Page MenuHomePhabricator

Detect when pages have generated content, and figure out how to inject this content into the Read HTML
Closed, DeclinedPublic


The Parsing team has identified that generated content is omitted from Parsoid output. See here

This means that for the Reading use case we have to figure out when this continent is missing and then inject it in a way that makes sense for the Reading HTML.

Two examples of this:
T151223: Category listing pages are not populated properly in Parsoid
T148118: Parsoid doesn't include the main image for a File page

Questions to answer for this ticket:

  1. It is implied that this is related to specific namespaces. But is this something that happens in the main namespace?
  2. Is there anything that can be gleaned from the Parsoid output to let us know it is missing?
  3. If not, is there a definitive list of name spaces that we need to cover?
  4. Is this a project specific thing? Is it different in each project?
  5. Once we determine if there is generated content, we need to figure out how to generate it and inject it into the HTML - can we use the MW API? Is it specific to the type of content?

Event Timeline

Notes from @ssastry

Some old notes form our parsing team meeting in case it helps ... we are going to be brainstorming about a parser extension mechanism while at the hackathon .. so this might make a cameo appearance there.

  • maybe treat as wt = page-wt + <namespace ns="..", title=".."></namespace>
  • (but file pages the custom wikitext comes last, category pages it ccomes first)
  • cscott's idea is to try to encapsulate structured data inside the opaque "extension" so that we can let folks write specialized editors as "extensions"
  • pretend the wikitext is: <special type="category">category description in wikitext</special>, so that you could then write an "extension" to edit the wikitext portion w/o directly exposing it.
  • file pages would have more complicated structured data "inside".
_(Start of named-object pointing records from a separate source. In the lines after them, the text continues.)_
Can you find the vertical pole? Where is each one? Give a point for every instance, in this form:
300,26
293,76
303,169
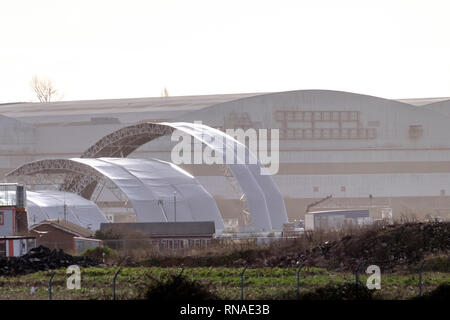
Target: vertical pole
114,284
420,278
50,284
175,204
357,271
298,279
242,283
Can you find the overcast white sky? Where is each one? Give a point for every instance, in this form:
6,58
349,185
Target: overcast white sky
124,49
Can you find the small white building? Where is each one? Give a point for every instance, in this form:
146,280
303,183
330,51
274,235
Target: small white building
336,219
16,246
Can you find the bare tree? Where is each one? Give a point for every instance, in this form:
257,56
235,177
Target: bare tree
43,88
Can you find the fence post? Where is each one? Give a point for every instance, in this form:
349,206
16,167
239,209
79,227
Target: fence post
420,277
242,283
360,262
114,283
50,284
298,279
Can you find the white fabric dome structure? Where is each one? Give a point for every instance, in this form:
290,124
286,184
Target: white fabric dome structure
159,191
49,204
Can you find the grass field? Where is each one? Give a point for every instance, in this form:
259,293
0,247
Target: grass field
260,283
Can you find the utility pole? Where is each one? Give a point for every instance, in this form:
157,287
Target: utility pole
65,207
175,204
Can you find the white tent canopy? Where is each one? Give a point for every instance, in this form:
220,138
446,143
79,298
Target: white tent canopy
265,201
158,190
49,204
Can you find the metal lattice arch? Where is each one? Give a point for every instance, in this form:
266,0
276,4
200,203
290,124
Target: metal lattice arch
159,191
264,199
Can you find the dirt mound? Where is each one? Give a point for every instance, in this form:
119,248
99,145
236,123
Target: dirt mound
389,247
346,291
440,293
41,259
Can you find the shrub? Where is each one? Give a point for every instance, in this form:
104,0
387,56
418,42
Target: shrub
345,291
442,292
97,253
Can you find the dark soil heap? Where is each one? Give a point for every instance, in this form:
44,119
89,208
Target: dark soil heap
41,259
391,247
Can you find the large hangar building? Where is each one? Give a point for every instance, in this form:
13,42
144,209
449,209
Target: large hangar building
367,152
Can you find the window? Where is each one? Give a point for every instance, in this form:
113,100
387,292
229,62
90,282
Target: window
415,131
279,115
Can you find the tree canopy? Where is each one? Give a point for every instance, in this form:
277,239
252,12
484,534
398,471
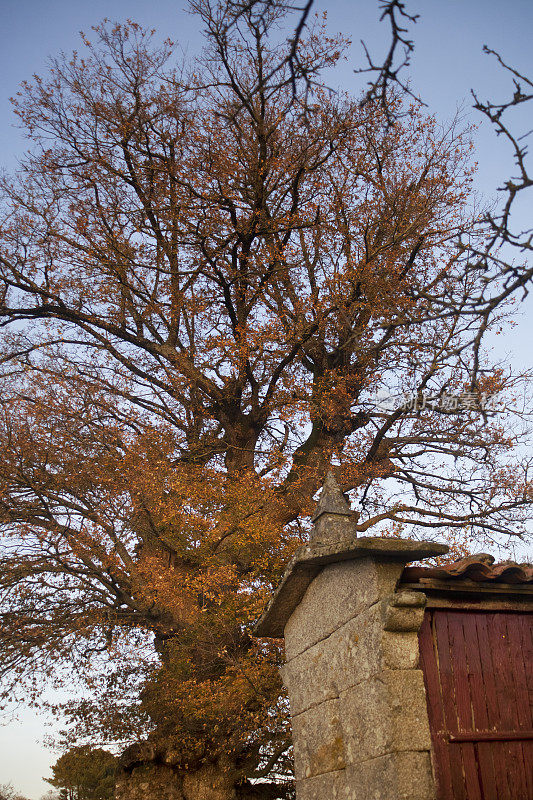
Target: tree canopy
84,773
217,279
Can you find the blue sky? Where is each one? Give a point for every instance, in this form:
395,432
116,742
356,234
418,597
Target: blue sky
447,63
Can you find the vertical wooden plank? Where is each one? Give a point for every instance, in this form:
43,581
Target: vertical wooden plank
483,625
522,639
478,669
465,714
429,666
484,751
449,703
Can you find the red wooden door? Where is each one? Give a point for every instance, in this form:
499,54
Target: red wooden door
478,670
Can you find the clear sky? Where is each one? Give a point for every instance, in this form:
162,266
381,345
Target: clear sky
447,63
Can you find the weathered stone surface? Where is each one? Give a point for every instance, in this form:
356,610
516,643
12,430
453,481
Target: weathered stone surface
396,776
323,787
149,781
404,611
386,714
400,650
337,594
318,741
309,559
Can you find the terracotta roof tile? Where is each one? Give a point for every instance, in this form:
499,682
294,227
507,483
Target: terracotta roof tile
479,568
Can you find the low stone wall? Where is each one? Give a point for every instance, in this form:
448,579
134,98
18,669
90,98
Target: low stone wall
358,704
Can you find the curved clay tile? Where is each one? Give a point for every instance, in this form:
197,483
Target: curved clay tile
480,568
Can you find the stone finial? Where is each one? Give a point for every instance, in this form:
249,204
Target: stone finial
333,519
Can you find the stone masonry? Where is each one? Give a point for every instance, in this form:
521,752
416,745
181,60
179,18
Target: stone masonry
357,697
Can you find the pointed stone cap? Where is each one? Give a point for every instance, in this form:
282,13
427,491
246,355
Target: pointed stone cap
332,499
333,519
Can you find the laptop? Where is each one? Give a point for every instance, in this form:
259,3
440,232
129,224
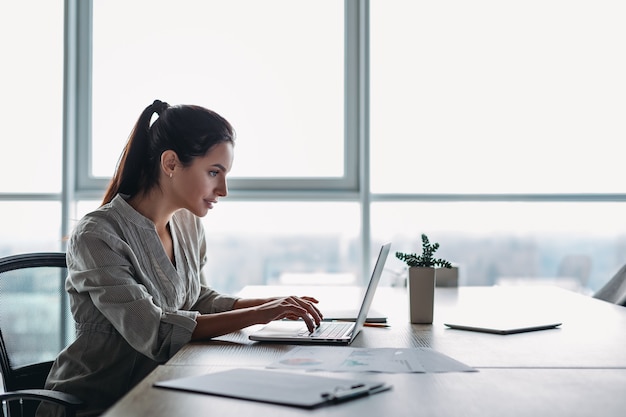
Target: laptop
504,327
328,332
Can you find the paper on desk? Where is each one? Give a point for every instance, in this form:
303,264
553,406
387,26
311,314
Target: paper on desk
349,359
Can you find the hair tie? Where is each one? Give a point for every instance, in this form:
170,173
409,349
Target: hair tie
159,106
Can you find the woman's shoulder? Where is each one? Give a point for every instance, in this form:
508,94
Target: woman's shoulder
188,222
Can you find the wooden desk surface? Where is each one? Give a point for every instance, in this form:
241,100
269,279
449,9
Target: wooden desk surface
593,334
578,370
490,392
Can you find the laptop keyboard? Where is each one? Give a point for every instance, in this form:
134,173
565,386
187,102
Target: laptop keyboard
327,330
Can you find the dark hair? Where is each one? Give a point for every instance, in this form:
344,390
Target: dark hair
188,130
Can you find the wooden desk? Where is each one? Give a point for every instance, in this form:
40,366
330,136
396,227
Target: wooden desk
578,370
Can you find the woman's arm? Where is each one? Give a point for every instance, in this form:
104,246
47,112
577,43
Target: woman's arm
247,312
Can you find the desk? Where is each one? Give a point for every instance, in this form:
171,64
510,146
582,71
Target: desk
578,370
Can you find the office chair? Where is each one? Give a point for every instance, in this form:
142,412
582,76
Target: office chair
34,323
614,291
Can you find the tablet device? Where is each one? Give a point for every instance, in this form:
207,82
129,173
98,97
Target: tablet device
503,328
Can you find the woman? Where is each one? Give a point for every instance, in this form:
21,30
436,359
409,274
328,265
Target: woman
135,264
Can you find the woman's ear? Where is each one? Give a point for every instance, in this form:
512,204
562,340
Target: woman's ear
169,162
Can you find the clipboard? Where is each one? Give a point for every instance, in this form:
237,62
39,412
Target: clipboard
285,388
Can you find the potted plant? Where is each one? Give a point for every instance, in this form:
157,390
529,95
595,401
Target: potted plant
421,280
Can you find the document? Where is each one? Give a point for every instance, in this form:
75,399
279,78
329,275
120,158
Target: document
350,359
287,388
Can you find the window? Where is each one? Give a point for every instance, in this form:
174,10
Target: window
494,97
31,109
278,80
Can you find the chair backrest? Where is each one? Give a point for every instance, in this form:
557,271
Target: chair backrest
614,291
35,322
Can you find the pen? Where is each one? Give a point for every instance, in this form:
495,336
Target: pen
367,324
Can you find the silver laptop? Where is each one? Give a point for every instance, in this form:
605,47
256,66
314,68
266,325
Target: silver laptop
327,332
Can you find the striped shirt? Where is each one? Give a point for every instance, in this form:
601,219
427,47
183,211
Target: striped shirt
133,308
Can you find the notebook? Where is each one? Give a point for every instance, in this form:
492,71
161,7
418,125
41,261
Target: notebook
327,332
293,389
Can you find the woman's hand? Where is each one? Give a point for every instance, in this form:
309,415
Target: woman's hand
292,308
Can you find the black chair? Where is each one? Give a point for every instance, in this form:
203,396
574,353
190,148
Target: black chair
35,325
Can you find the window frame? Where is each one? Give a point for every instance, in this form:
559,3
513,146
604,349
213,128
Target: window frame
87,185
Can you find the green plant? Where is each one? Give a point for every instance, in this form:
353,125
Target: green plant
426,259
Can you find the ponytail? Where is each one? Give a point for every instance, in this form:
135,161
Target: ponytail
190,131
130,175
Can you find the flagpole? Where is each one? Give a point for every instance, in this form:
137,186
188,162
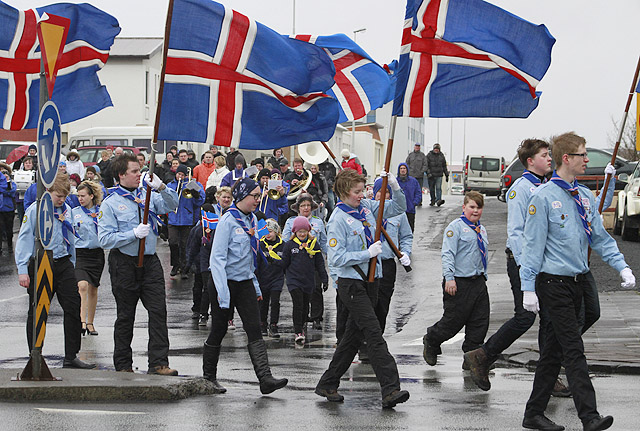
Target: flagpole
624,120
385,181
152,160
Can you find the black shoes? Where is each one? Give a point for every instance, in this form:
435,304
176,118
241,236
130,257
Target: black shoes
395,397
331,395
541,422
77,363
599,423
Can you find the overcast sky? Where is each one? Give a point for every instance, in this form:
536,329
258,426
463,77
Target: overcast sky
592,65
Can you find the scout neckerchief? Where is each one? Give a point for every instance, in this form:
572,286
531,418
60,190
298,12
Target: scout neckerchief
306,246
93,215
138,200
235,212
358,215
573,190
477,228
66,226
532,178
271,248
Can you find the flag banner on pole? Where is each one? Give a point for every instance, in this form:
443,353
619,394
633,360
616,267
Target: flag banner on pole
234,82
469,58
78,92
362,85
this is a bit foggy, have to think about how to preserve appropriate abstraction so that PHP side can expose structured data w/o (necessarily) exposing it to Parsoid core... but leave it in a form that would let a Parsoid extension optionally work on it.

Another important note:

This output is NOT useful for editing clients, only for reading clients. So this is why we are investigating it within the scope of the PCS and not within Parsoid at this time.